In his work, A Monk Does Not Bow Down Before a King, Hui-yuan, a Chinese Buddhist monk, analyses amongst other questions, the role of change within Buddhism. He poses the question to himself, using Lao Tzu as a foil. Hui-yuan uses Lao Tzu’s understanding of heaven and earth and the nature of kings and princes to contrast his own Buddhist understanding of heaven and earth and the nature of kings and princes.
According to Hui-yuan, Lao Tzu’s understanding is based upon the fact that kings and princes are the embodiment of obedience, which is what gives them the right to command others to obey. Heaven and earth are “the source of the myriad changes”; whereas kings and princes “have the power of moving others [to obey].” (282). He writes: “Therefore the wise men of yore made this the subject of noble discourses, and from this the opinion of the multitude may not change.” (283) The subject mentioned refers to “the embodiment of the Ultimate must of necessity rely depend upon obedience to changes.” (283) Hui-yuan is thus questioning his own philosophy from the Taoist perspective, and more specifically the Buddhist understanding of change and development.
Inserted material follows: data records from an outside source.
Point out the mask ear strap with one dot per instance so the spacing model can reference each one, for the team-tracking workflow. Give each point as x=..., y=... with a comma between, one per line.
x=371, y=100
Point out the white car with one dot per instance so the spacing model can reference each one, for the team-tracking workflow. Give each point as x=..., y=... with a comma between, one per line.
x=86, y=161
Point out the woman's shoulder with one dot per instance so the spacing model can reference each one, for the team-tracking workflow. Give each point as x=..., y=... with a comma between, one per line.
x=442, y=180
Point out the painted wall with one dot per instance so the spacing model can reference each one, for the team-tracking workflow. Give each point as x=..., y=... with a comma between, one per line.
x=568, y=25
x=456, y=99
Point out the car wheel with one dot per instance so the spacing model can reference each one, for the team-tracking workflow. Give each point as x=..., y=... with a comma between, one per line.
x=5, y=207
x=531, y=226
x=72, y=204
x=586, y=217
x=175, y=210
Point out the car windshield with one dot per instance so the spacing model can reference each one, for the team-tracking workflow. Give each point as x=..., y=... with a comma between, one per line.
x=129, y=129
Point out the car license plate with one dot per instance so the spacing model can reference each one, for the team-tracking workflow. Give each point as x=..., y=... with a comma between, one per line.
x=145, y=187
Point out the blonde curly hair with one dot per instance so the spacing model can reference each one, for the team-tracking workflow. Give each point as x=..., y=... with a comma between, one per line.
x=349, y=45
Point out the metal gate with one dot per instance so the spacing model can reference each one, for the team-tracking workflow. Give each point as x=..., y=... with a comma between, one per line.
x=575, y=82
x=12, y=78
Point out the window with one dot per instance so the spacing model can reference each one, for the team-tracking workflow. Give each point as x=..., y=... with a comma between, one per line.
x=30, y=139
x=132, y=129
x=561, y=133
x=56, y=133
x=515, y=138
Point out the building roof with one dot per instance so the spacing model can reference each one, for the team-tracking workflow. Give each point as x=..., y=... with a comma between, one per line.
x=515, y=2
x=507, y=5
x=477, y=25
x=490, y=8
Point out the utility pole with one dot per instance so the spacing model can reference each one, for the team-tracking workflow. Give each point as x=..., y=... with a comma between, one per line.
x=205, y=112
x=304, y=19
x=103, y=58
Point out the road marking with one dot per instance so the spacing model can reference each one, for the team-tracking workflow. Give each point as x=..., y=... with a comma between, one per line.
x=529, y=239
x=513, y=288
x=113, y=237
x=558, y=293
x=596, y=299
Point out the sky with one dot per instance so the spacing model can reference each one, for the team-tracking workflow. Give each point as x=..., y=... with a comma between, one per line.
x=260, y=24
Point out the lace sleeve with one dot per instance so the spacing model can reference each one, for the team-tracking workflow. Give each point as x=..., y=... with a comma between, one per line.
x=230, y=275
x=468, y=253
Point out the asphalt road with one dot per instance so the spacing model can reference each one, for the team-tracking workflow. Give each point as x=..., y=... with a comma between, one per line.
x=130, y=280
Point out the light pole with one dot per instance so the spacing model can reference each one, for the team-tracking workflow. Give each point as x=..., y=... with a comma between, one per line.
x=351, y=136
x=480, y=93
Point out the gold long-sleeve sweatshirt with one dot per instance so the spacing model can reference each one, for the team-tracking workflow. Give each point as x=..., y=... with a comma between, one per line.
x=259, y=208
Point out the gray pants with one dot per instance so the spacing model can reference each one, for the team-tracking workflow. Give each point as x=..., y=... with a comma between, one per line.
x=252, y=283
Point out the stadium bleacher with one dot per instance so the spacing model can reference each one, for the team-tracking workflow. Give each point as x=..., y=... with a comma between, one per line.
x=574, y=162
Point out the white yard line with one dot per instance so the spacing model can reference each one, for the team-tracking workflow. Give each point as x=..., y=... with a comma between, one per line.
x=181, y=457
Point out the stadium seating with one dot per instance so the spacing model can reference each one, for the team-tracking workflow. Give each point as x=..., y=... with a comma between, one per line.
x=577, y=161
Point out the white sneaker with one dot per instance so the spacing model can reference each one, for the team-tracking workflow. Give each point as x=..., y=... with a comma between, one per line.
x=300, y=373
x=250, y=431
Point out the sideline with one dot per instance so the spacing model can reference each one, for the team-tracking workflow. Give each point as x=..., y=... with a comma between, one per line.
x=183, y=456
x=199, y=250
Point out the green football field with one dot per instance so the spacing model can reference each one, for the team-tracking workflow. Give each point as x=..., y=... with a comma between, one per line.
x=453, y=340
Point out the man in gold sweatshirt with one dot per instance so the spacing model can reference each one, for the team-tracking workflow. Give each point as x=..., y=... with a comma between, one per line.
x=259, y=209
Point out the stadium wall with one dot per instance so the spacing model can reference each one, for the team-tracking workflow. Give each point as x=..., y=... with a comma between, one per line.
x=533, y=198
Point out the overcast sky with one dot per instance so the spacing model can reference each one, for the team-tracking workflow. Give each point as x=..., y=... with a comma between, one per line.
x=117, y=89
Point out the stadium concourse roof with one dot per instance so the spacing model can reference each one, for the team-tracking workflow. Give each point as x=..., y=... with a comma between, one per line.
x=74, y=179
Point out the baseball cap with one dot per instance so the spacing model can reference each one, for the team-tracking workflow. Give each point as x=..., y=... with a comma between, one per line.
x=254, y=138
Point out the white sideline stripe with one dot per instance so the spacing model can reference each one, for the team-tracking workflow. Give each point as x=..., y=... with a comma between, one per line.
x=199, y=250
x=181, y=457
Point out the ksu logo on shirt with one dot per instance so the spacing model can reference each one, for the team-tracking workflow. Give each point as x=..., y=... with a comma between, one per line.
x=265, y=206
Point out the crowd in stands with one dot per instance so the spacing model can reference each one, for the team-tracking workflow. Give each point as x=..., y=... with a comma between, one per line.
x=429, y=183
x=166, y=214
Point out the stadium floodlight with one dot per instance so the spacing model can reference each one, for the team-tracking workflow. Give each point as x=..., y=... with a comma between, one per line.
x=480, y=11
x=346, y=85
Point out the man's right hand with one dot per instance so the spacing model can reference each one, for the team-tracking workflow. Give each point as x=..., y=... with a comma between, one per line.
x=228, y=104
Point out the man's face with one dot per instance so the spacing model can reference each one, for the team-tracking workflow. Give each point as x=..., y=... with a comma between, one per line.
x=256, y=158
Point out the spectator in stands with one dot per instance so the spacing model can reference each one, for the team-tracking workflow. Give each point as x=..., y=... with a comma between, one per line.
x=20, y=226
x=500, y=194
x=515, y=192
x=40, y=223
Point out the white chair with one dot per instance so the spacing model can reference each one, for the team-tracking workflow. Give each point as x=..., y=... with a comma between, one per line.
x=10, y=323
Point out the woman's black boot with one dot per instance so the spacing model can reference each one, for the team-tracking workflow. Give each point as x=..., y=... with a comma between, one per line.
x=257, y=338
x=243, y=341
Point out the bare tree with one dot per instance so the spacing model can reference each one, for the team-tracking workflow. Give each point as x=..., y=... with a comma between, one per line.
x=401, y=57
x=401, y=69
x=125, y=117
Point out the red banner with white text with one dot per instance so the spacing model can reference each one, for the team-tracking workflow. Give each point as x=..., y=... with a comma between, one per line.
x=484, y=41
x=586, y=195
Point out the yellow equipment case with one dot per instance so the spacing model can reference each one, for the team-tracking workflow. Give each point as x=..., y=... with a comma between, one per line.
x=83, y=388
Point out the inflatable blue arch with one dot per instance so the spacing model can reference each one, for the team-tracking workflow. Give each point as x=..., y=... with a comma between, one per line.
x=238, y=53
Hui-yuan’s response to his own critique offers an excellent perspective into Buddhist philosophy. Hui-yuan writes that there are only two categories of beings who are given life by “the Great Change”: “the soulful and the soulless”. (283) The soulful are those who have “feeling towards change” The soulless “have no feeling towards change”. (283) Those who have, as Hui-yuan asserts, “no feeling towards change”, their lives will end once they die. This, of course, is in reference to the Buddhist belief of reincarnation and karma. Change is Hui-yuan’s method of illustrating the build-up of karma over one “soulful” being’s time on earth. Hui-yuan also writes “Life is fettered by physical form, and life depends on change.” (283) Hui-yuan demonstrates the necessity of change in life as a means of understanding the variety of sins and actions in everyday life. Each action within a lifetime, as asserted by Hui-yuan, will have an impact on the next as Nirvana is changeless as everything is constantly in flux.
This question and answer is crucial to Hui-yuan’s argument of why a monk does not bow before a king. The understanding of change and karma as a never ending cycle provides the implication of Buddhists being inherently good citizens as they would not threaten their future lives with disobedience in their current lifetime. As such, Hui-yuan writes, Buddhist monks should not be expected to bow before their king, regardless of his status.